The effect of oestrogens on the bone mineral density is dose-dependent. Protection appears to be effective for as long as treatment is continued. After discontinuation of HRT, bone mass is lost at a rate similar to that in untreated women.

Evidence from the WHI trial and meta-analysed trials shows that current use of HRT alone or in combination with a progestogen – given to predominantly healthy women – reduces the risk of hip, vertebral, and other osteoporotic fractures. HRT may also prevent fractures in women with low bone density and/or established osteoporosis, but the evidence for that is limited.

Observational studies and the WHI trial on conjugated equine oestrogens (CEE) plus medroxyprogesterone acetate (MPA) suggest a reduction of colon cancer morbidity in postmenopausal women taking HRT. In the WHI trial on CEE mono-therapy a risk reduction was not observed. It is unknown whether these findings also extend to other HRT products.

Progestogen

As oestrogens promote the growth of the endometrium, unopposed oestrogens increase the risk of endometrial hyperplasia and cancer. The addition of a progestogen greatly reduces the oestrogen-induced risk of endometrial hyperplasia in non-hysterectomised women.

5.2. Pharmacokinetic properties

Absorption

After oral administration estradiol valerate is quickly and completely absorbed.

Distribution

Already after 0.5-3 hours peak plasma levels of estradiol, the active drug substance, are measured. As a rule, after 6-8 hours a second maximum appears, possibly indicating an entero-hepatic circulation of estradiol.

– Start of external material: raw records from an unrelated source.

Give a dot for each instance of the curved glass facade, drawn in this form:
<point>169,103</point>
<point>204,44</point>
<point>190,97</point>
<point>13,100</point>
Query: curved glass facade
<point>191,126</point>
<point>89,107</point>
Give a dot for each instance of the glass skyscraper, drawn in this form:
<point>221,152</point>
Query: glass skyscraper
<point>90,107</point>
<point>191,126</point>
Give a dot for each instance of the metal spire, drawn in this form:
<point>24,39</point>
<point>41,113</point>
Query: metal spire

In plasma, estradiol is mainly found in its protein-bound form. About 37% are bound to SHBG and 61% to albumin. Cumulation of estradiol after daily repetitive intake of Progynova does not need to be expected.

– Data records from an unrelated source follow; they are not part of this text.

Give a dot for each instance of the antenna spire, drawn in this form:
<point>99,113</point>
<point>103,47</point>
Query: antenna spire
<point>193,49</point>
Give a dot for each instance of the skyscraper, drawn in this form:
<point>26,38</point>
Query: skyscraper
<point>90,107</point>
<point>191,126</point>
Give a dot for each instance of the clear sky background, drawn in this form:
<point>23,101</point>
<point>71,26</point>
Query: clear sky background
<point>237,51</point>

The absolute bioavailability of estradiol amounts to 3-5% of the oral dose of estradiol valerate.

Biotransformation

Esterases in plasma and the liver quickly decompose estradiol valerate into estradiol and valeric acid. Further decomposition of valeric acid through β-oxidation leads to C2-units and results in CO2 and water as end products. Estradiol itself undergoes several hydroxylating steps. Its metabolites as well as the unchanged substance are finally conjugated. Intermediate products of metabolism are estrone and estriol, which exhibit a weak oestrogenic activity of their own, although this activity is not so pronounced as with estradiol. The plasma concentration of conjugated estrone is about 25 to 30 fold higher than the concentration of unconjugated estrone. In a study using radioactive labelled estradiol valerate about 20% of radioactive substances in the plasma could be characterised as unconjugated steroids, 17% as glucuronized steroids and 33% as steroid sulphates. About 30% of all substances could not be extracted from the aqueous phase and, therefore, probably represent metabolites of high polarity.

Elimination

Estradiol and its metabolites are mainly excreted by the kidneys (relation of urine:faeces = 9:1). Within 5 days about 78-96% of the administered dose are excreted with an excretion half-life of about 27 hours.

5.3. Preclinical safety data

There are no preclinical safety data which could be of relevance to the prescriber and which are not already included in other relevant sections of the SPC.